La diversité menacée
par Fabien Lemercier
Comme chaque année à la même période, la problématique des embouteillages de sorties en salles revient sur le devant de la scène. Mercredi prochain, 10 longs métrages démarreront leurs carrières et trois d'entre eux espèrent mobiliser respectivement des combinaisons de 600, 550 et 400 copies. Et les semaines suivantes s'annoncent tout aussi chargées avec 11 nouveautés le 19 octobre, 10 le mercredi 26 octobre, 59 sorties programmées sur les cinq mercredi de novembre et l'impressionnant chiffre de 17 nouveaux longs métrages arrivant en salles le 7 décembre. Un déferlement qui va laisser sur le carreau de nombreux films n'ayant même pas le temps de déclencher un bouche-à-oreille, et qui préoccupe de nombreux distributeurs de films de qualité.
Interrogé par Cineuropa, Jean Labadie de Bac Films a souligné les dangers de cet engrenage: "A partir du moment où un film de Disney sort sur 900 copies en décembre, cela démontre l'absence d'accord entre exploitants et distributeurs pour donner plus de chances à des films un peu différents. Je pense que l'escalade de plus en plus forte sur le nombre de copies et sur l'inflation des frais d'édition est extrêmement dangereuse pour notre métier. Car ce qui fait la spécificité de la France, c'est d'avoir pu préserver la diversité, la diversité des pays représentés par leurs cinématographies, la diversité de taille des films, la diversité de sujets. Cette diversité est menacée par l'inflation des copies des très gros films américains et de quelques très gros films français. Les output deals entre les Studios et les chaînes de télévision payantes sont un des facteurs de la multiplication des sorties car les studios ont intérêt à sortir tous leurs films, même ceux qu'ils auraient naturellement laissés au panier auparavant.
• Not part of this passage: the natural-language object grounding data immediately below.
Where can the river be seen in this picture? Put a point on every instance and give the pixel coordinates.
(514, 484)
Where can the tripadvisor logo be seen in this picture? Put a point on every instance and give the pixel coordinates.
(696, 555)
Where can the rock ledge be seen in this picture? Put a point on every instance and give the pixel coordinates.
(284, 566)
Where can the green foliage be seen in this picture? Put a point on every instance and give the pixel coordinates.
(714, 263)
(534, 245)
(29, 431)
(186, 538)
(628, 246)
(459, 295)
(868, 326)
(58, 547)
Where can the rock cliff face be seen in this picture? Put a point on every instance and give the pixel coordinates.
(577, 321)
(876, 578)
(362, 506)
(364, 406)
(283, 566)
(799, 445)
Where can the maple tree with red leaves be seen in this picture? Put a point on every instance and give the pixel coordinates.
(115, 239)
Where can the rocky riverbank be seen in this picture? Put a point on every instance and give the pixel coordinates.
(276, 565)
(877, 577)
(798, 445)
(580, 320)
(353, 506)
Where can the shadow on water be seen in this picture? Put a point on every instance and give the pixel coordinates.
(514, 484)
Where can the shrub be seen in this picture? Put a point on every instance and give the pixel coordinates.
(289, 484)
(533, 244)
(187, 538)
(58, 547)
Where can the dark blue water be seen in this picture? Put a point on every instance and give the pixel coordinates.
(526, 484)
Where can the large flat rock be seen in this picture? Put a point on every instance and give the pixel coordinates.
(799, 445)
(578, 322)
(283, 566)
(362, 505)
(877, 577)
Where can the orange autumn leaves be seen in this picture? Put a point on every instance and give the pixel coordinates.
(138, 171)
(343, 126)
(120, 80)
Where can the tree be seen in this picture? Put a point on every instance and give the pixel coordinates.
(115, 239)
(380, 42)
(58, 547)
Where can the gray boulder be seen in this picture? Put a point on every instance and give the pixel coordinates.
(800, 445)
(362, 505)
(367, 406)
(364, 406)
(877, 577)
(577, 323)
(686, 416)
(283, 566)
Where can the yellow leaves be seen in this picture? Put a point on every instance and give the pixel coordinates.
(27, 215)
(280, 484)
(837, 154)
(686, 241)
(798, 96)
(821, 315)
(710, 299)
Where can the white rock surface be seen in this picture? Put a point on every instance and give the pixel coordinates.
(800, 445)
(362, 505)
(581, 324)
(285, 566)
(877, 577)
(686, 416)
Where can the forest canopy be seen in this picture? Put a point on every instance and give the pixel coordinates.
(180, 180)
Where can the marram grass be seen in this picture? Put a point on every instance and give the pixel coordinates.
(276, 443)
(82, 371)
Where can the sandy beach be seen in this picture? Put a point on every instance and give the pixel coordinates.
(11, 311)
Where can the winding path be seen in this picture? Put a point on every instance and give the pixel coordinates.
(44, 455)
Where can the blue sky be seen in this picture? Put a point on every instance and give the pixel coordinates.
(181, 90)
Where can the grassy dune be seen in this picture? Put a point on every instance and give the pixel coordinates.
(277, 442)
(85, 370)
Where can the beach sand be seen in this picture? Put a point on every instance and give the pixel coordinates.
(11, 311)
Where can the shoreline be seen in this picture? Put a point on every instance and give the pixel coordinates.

Nettoyer un peu de ce côté-là calmerait beaucoup le marché. Une décision d'équilibre et une approche raisonnable sur les mises en place des films n'obligeraient pas les films français à suivre dans l'inflation. Il est très difficile d'expliquer aujourd'hui à un producteur français que sortir sur 100 copies est une vraie sortie car il a l'impression qu'il n'est nulle part par rapport à des films moyens, médiocres, souvent mauvais qui sortent entre 200 et 400 copies. Il y a un vrai rééquilibrage à réaliser car le danger de cette situation, c'est que les gens aillent voir des films par rapport à un appel de la mise en place et non un appel de la qualité, qu'il y ait une certaine déception et que cette déception pousse les spectateurs à se tourner vers d'autres distractions que le cinéma."